I woke up on Oct. 16, a week after the shooting. I had been flown from Pakistan to the U.K. while unconscious and without my parents. I was thousands of miles away from home with a tube in my neck to help me breathe and unable to speak.
The first thing I thought when I came around was, ‘Thank God I’m not dead.’ But I had no idea where I was. I knew I was not in my homeland. The nurses and doctors were speaking English, though they all seemed to be from different countries. I was speaking to them, but no one could hear me because of the tube in my neck. To start with, my left eye was very blurry and everyone had two noses and four eyes. All sorts of questions flew through my waking brain: Where was I? Who had brought me there? Where were my parents? Was my father alive? I was terrified. Dr. Javid Kayani, deputy medical director of University Hospitals Birmingham who had been in Islamabad when I was shot and was the reason I was now in Birmingham, was there when I was brought around and says he will never forget the look of fear and bewilderment on my face.

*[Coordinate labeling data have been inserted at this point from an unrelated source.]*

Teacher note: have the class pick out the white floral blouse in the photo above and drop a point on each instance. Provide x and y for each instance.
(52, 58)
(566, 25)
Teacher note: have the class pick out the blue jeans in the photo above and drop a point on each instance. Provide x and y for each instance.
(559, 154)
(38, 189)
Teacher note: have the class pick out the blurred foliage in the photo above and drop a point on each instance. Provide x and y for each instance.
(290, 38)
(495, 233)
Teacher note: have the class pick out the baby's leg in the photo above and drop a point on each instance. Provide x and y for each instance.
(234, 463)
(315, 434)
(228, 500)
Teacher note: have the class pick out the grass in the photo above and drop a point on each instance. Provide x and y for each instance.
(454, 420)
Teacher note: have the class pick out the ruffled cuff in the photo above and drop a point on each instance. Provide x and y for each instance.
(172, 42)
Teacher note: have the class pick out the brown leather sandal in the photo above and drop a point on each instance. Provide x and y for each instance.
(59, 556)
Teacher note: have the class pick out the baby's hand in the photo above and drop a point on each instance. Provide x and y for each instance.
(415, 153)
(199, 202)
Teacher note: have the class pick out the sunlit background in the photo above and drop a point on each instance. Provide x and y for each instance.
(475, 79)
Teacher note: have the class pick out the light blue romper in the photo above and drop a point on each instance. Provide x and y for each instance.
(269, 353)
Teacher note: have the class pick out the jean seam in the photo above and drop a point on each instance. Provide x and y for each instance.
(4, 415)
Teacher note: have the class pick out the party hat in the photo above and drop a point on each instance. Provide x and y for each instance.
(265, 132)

He spoke to me in Urdu. The only thing I knew was that Allah had blessed me with a new life. A nice lady in a headscarf held my hand and said, “Asalaamu alaikum,” which is our traditional Muslim greeting. Then she started saying prayers in Urdu and reciting verses of the Quran. She told me her name was Rehanna and she was the Muslim chaplain. Her voice was soft and her words were soothing, and I drifted back to sleep.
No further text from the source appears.